The built-in frame-like structure is data.frame. There are two common variations you might encounter in add-on packages.
1. `data.table` - adds large data features to data.frame
2. `tibble` - frame-like with strict checking (less convenience features, like partial match)
The data.frames syntax is similar to the syntax for lists, but all the elements are vectors (columns) and must be same length.

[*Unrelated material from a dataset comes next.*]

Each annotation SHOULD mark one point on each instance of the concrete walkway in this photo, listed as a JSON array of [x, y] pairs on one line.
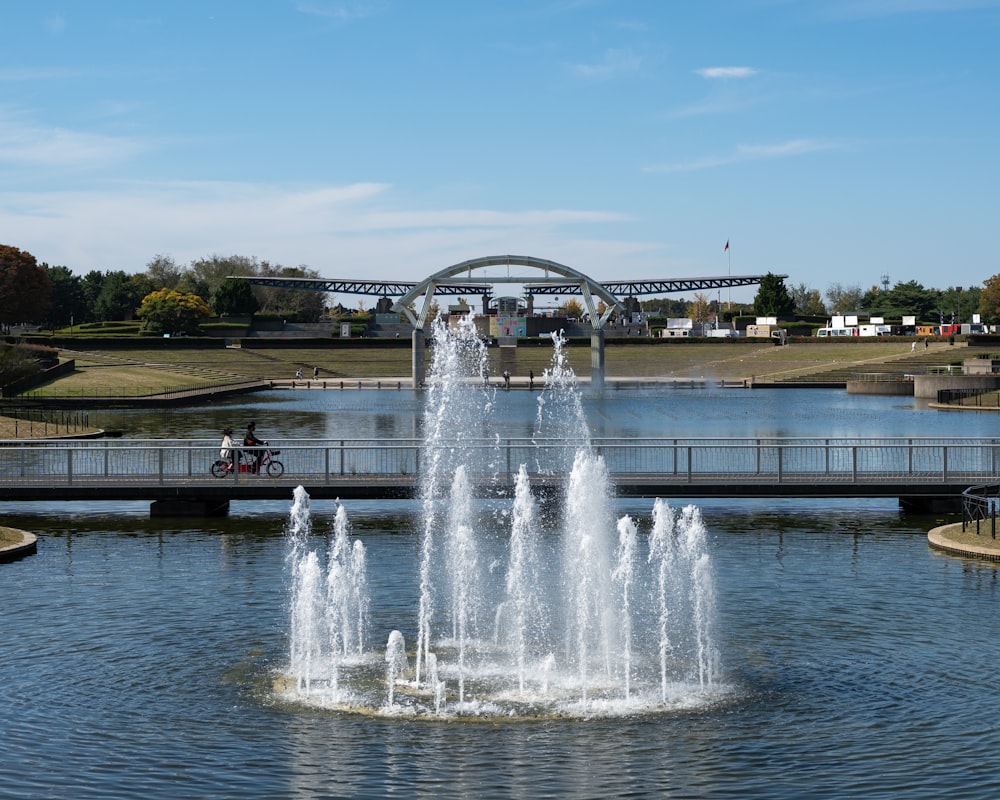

This chunk creates a data.frame with three columns (id, age, height):
```{r paged.print=FALSE}
my_df = data.frame(
id = 1:9,
age = round(runif(9, 8, 12)),
height = round(runif(9, 38, 60), 1)
)
my_df
```
**Check Environment tab and use the preview.**
Rows are indexed and columns are named (and indexed):
```{r paged.print=FALSE}
my_df[1,] #first row
my_df$age #column "age"
```
Just declare new columns to creating them:
```{r}
my_df$grade = "3rd" # single value broadcast to whole column
my_df
my_df$grade[5:9] = "4th" # single value broadcast to subset
my_df
```
There are many functions that operate on data.frames. For instance:
```{r}
summary(my_df)
```
The summary for grade is disappointing. We should make this a factor, so it is treated as a categorical variable.
```{r}
my_df$grade = as.factor(my_df$grade)
summary(my_df)
```
Now the summary is more useful. Data types matter!
A few other functions:
```{r paged.print=FALSE}
head(my_df) # show the first 6 rows of the data frame
# (good for large data frames)
mean(my_df$age) # compute mean of a column
sd(my_df$age) # compute standard deviation of a column
```
# Summary
If you understand the semantics for functions, lists, data.frames and vectors, you will be equipped to understand most of the examples you encounter. Use the help tab to look up the documentation and examples for function calls.